Japan’s primary financial regulator has taken enforcement action against Moomoo Securities. The Financial Services Agency (FSA) has ordered the online brokerage to halt new account openings for three months after uncovering a series of compliance and governance failures.
According to the local report, the partial business suspension, announced on June 19, 2026, against the Tokyo-based subsidiary prevents the company from soliciting or accepting new customer account applications, effective June 19, 2026 through September 18, 2026. The regulator also imposed a business improvement order requiring the company to strengthen its internal control systems and submit a detailed remediation plan.
False NISA marketing triggers regulatory action
According to the FSA, one of the most serious violations involved misleading customers about eligibility under Japan’s popular Nippon Individual Savings Account (NISA) program.
Regulators found that Moomoo promoted certain investment products as NISA-eligible even though they did not qualify under the tax-advantaged scheme.
Japan’s Financial Instruments and Exchange Act prohibits financial institutions from making false or misleading statements when soliciting customers or entering into investment contracts.
The findings follow earlier reports that Japan’s Securities and Exchange Surveillance Commission (SESC) was preparing to recommend disciplinary measures against the brokerage over the same issue.

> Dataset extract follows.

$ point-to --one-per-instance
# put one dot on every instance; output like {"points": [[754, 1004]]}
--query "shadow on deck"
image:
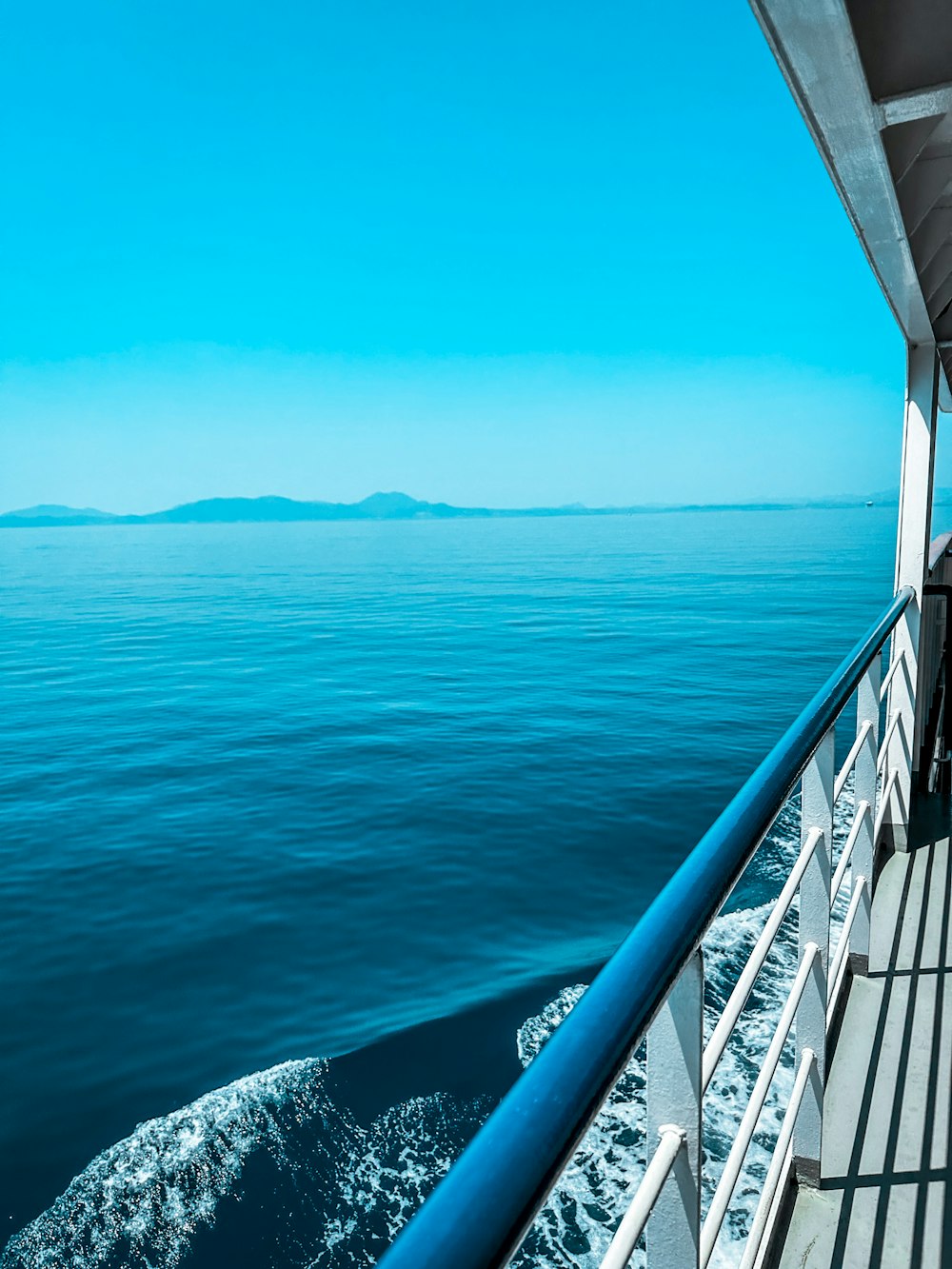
{"points": [[885, 1200]]}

AML and cybersecurity controls found lacking
Beyond the NISA-related violations, the FSA said Moomoo failed to properly verify and report suspicious transactions for an extended period. The regulator also identified deficiencies in the company’s anti-money laundering controls and cybersecurity framework.
According to the agency, multiple weaknesses were discovered within the firm’s governance structure, raising concerns about its ability to effectively manage operational and compliance risks.
As part of the improvement order, Moomoo must clarify management accountability, strengthen oversight mechanisms, and implement measures to prevent similar incidents from recurring.
FSA demands internal reforms
The business improvement order requires the brokerage to overhaul its internal controls and provide regulators with a comprehensive plan outlining corrective actions. The FSA emphasized that management bears responsibility for the deficiencies and must take concrete steps to rebuild compliance systems and strengthen risk management practices.
The enforcement action highlights Japan’s increasingly strict stance toward investor protection and financial compliance as digital brokerages continue expanding their presence in the market.
Moomoo’s rapid growth faces regulatory setback
Moomoo Securities is the Japanese subsidiary of Hong Kong-listed brokerage giant Futu Holdings, a Nasdaq-traded financial technology company. The platform has gained popularity in Japan through its mobile-first trading application, which has reportedly surpassed 2 million downloads nationwide.
The brokerage aggressively expanded its customer base by offering some of the lowest trading fees in the industry, particularly for U.S. equities. However, the latest regulatory action threatens to slow that growth momentum as the company addresses concerns over compliance, customer disclosures, and operational controls.
For Moomoo, the next three months will likely be focused on rebuilding regulatory trust while implementing the reforms required to resume normal business operations.